Exploiting one-dimensional improved Chebyshev chaotic system and partitioned diffusion based on the divide-and-conquer principle for 3D medical model encryption

Abstract

As the digital age progresses, 3D models have become increasingly popular in various fields, such as medicine, engineering, and the metaverse. One of the main benefits of using 3D models is their ability to provide more realistic and concrete representations. In the medical field specifically, 3D medical models have proven to be very useful in assisting with diagnosis and treatment.
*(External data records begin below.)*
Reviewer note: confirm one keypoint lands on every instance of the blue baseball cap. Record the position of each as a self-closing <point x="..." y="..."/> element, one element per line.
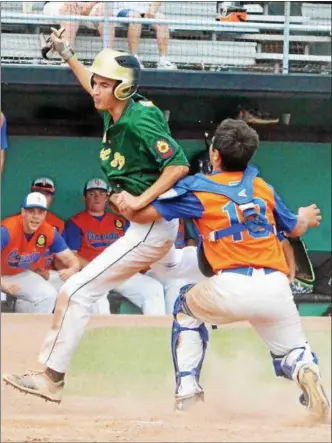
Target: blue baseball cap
<point x="35" y="200"/>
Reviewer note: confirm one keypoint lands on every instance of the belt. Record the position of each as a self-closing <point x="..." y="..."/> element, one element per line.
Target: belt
<point x="248" y="270"/>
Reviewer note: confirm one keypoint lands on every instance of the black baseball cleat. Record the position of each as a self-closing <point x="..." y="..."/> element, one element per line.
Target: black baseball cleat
<point x="313" y="397"/>
<point x="184" y="403"/>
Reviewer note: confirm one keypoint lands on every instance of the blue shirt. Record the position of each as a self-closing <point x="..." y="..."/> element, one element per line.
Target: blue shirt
<point x="4" y="143"/>
<point x="73" y="234"/>
<point x="189" y="206"/>
<point x="57" y="246"/>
However, this also increases the risk of tampering during transmission, making the protection of 3D model data crucial. In this paper, an encryption algorithm for 3D medical models is proposed. First, a one-dimensional improved Chebyshev chaotic system (1D-ICCS) is designed for generating pseudo-random sequences based on the Chebyshev chaotic system and memristor model, and experimental analyses prove that it has better chaotic performance in several aspects. Further, the chaotic system is used to design a permutation-diffusion framework for 3D models. Therein, a permutation based on combinatorial chaotic indexes (PBCCI) is presented to disrupt data correlation, followed by a partitioned diffusion based on the divide-and-conquer principle (PDBDCP) that separates the floating-point 3D model data into integer and decimal parts and diffuses them using different methods. Experimental results show that the proposed method can resist typical attacks for encrypting 3D medical models and that the ciphertext information entropy reaches 7.999.